--Crude oil plummets below $98/bbl for first time since February
--Weak US jobs data tip market lower, though bearish signs have been building
--Futures down 10% from recent highs
By Dan Strumpf and Ben Lefebvre
U.S. crude-oil futures plunged below $98 a barrel for the first time since February, giving up more than $4 after a weaker-than-expected U.S. jobs report.
Light, sweet crude oil for June delivery recently traded $4.36, or 4.2%, lower at $98.18 a barrel on the New York Mercantile Exchange. Brent crude oil on ICE Futures Europe fell $3.88, or 3.3%, to $112.22 a barrel.
The benchmark U.S. contract tipped below $100 a barrel in the aftermath of the jobs report, then continued its slide through the morning.
The Labor Department said U.S. nonfarm payrolls rose by 115,000 in April, less than the gain of 168,000 expected by economists surveyed by Dow Jones Newswires. The unemployment rate fell a tenth of percentage point to 8.1%.
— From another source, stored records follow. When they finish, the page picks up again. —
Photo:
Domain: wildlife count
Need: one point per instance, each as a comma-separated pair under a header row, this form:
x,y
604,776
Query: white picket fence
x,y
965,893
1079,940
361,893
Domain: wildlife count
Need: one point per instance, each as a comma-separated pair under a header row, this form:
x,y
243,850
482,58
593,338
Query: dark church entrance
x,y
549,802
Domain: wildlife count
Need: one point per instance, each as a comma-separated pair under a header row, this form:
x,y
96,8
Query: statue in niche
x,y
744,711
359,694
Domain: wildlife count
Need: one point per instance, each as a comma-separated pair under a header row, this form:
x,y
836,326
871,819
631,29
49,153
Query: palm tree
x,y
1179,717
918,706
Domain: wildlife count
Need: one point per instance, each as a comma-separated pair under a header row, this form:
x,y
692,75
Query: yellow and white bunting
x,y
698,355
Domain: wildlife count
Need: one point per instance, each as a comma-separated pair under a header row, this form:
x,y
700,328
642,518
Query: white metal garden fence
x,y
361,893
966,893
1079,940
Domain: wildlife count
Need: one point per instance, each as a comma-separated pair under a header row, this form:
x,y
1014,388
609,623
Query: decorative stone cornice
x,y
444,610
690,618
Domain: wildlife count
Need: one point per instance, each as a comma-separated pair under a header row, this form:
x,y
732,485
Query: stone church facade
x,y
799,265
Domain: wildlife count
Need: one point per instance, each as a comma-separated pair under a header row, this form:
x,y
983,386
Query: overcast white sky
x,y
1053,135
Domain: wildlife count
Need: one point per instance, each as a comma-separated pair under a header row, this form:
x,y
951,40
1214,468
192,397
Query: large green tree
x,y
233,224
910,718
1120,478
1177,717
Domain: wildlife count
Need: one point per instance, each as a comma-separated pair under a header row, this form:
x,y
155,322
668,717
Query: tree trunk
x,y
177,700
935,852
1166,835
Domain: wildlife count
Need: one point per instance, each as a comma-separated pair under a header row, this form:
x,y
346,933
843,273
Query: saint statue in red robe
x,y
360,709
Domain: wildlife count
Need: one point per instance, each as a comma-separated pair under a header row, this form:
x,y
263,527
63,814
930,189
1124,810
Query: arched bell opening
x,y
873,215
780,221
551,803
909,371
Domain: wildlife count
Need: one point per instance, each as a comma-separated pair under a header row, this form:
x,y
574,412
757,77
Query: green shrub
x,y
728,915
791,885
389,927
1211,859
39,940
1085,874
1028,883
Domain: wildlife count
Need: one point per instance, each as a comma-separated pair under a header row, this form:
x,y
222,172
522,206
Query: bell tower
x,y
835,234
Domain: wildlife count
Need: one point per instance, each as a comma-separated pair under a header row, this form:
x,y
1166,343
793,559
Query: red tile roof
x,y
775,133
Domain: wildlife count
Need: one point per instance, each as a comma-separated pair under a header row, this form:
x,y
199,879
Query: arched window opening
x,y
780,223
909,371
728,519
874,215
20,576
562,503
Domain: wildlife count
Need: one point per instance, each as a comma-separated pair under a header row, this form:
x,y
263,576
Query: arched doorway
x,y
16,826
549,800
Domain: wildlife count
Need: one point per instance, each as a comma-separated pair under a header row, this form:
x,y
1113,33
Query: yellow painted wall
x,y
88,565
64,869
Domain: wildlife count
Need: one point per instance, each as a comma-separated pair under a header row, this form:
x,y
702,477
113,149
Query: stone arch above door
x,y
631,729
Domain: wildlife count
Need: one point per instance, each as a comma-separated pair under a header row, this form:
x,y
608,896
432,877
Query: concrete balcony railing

Employment data in the U.S., the world's biggest oil consumer, is a closely watched indicator of fuel and oil demand. Weak employment data usually correlate with lackluster demand as fewer motorists travel to work or take vacations.
The jobs report, though disappointing, "wasn't catastrophic," said Andy Lebow, senior vice president of energy futures at Jefferies Bache. But it came on the heels of downbeat economic data from both the U.S. and Europe and further erodes confidence in the broader economy.
"The global economy has given indication for weeks that it's slowing down," he said.
Earlier this week, Spain disclosed that it is officially in a recession, while a survey of economic activity in the euro zone in April found a faster contraction than previously thought.
Meanwhile, Saudi Arabia, the world's largest oil exporter, has increased production to 10 million barrels a day in recent months. And oil inventories in the U.S. continue to swell, rising 10% over the last 10 weeks amid weak demand for crude oil.
Nymex crude-oil futures have fallen more than 10% since hitting a recent settlement high of $109.77 a barrel in late February. Brent crude oil, the European benchmark, has seen an even steeper fall, dropping more than 11% from its recent high earlier this year.
The U.S. jobs data also follow two months of weaker-than-expected employment growth. Traders who thought that the earlier figures were an exception are now worrying that they may be the rule, said Jason Schenker, energy analyst at Prestige Economics.
"If anyone had an inkling of bearish sentiment, today's the day to pull out fast," he said.
Front-month June reformulated gasoline blendstock, or RBOB, recently fell 9.11 cents, or 3%, to $2.9589 a gallon. June heating oil fell 9.89 cents, or 3.2%, to $2.9880 a gallon.